The group is using Chinese victims as guinea pigs to try out their malware.

 

The Outlaw hacking group has reemerged and is once again on the radar of cybersecurity researchers following the detection of a botnet attacking systems to mine for cryptocurrency. 

The botnet spreads a miner for Monero (XMR), Trend Micro said in a blog post on Thursday.

 

After a honeypot operated by the cybersecurity firm detected a URL spreading the botnet, the team found that the miner was bundled with a Perl-based backdoor component and an SSH backdoor, both of which are elements associated with previous Outlaw attacks.

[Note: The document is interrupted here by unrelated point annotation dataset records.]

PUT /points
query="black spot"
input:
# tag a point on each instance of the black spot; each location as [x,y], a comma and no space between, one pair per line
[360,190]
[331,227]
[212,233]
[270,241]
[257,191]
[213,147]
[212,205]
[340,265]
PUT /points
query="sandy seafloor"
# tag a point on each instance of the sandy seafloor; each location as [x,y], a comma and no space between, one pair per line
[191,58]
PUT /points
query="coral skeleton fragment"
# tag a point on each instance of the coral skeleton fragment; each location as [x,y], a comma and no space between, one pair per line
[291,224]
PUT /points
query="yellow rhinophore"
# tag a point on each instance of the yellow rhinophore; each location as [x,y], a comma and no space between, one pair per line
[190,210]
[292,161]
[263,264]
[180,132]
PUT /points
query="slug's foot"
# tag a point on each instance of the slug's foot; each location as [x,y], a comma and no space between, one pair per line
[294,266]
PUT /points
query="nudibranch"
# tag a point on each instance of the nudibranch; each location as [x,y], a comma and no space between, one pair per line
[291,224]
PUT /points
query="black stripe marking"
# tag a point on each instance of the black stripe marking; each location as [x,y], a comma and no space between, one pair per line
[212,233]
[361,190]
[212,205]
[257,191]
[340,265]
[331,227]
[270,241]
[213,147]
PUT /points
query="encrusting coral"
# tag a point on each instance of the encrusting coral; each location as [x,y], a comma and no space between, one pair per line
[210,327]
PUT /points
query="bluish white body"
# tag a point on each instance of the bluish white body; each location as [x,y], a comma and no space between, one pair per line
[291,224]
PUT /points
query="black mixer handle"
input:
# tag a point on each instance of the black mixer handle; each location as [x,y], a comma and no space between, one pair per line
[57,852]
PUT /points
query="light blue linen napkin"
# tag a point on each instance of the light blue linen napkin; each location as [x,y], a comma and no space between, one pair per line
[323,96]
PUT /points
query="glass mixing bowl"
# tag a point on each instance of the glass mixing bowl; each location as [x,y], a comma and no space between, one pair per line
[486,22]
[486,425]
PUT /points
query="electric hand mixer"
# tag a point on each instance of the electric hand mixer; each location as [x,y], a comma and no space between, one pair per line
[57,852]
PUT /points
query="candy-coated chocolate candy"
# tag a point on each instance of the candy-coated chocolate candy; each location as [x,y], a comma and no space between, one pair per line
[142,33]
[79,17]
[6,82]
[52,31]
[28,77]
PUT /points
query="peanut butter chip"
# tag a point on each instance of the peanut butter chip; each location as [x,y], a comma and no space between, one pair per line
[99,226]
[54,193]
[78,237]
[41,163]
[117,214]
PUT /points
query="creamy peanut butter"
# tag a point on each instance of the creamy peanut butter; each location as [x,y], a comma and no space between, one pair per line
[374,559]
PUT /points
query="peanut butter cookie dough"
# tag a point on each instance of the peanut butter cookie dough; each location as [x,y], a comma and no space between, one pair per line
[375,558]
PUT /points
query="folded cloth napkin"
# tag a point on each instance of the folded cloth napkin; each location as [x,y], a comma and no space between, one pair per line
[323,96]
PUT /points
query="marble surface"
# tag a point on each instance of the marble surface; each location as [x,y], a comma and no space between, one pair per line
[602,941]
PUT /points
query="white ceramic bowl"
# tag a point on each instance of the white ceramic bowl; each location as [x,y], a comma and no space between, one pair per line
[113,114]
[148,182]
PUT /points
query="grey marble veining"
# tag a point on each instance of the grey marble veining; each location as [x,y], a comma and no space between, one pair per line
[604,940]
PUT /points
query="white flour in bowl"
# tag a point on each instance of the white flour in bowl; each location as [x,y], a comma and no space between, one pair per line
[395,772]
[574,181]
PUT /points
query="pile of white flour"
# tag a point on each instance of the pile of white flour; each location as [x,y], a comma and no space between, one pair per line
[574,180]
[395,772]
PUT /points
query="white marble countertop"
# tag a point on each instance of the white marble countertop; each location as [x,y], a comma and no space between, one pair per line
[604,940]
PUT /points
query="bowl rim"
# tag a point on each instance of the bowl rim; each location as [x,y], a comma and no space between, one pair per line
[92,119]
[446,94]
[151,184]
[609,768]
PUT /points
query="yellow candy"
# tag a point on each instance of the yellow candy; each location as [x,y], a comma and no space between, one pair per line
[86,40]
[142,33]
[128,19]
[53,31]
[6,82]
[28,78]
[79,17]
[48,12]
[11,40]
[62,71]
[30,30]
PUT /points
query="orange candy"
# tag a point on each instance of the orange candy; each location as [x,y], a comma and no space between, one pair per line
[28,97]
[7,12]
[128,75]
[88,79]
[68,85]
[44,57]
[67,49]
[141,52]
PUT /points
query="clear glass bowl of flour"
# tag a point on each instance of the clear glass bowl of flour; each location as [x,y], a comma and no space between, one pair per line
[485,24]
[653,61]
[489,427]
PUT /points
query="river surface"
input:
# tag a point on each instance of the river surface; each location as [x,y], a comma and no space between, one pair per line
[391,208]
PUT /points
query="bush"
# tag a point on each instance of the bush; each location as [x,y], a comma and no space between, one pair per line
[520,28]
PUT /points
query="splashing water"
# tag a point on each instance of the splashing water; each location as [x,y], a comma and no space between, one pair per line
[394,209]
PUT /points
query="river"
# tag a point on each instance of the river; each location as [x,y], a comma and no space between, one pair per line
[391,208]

The latest campaign has focused on China, and considering that the researchers believe Outlaw is still in the testing stage -- due to clues in shell script components and unexecuted, dormant malicious files -- victims may be acting as test subjects for further development of the malware and botnet at large. 

 

To begin the infection chain, Outlaw attempts to brute-force systems via SSH. A shell script is then deployed which downloads and executes the miner payload, as well as extract a TAR file which contains additional malicious scripts and backdoor. 

 

The TAR folder contains binaries which related to the cryptocurrency miner used by the original payload, shell scripts for the execution of the payload, and scripts to control the backdoor. 

 

In addition, there are scripts which are able to detect rival miners already installed on a target system and, if necessary, delete them to eradicate competing forces when CPU power is stolen during mining operations. 

One of the files of particular interest, rsync, is a Perl-based Shellbot which is able to download and execute files and shell commands, as well as launch distributed denial-of-service (DDoS) attacks. 

 

Now that infection has been established and the system has been connected to Outlaw's botnet, the malware will start looking around for more targets to infect. Two files downloaded by the scripts, tsm32 and tsm64, act as scanners to propagate the miner and are also able to send remote commands to execute malware. 

 

"Given that Perl is installed in the machine, the use of Perl programming language for its backdoor ensures the malware flexibility to execute in both Linux- and Windows-based systems," Trend Micro says. "And should the group decide to sell the code, the maintenance of the code would be easier for the buyer for more possible uses, adjustments, and execution." 

 

The presence of an APK, as of yet unused, suggests that Android may be the next operating system Outlaw will try to attack. 

 

The techniques used in the new campaign are similar to a previous Outlaw attack wave detected in November 2018. 

 

Two variants were spotted last year, of which used a miner and a Haiduc-based dropper, whilst the other utilized brute-force attacks and attempted to exploit the Microsoft Remote Desktop Protocol and cloud administration cPanel for the purpose of privilege escalation. In both cases, a Monero miner was deployed and over 200,000 systems were infected worldwide.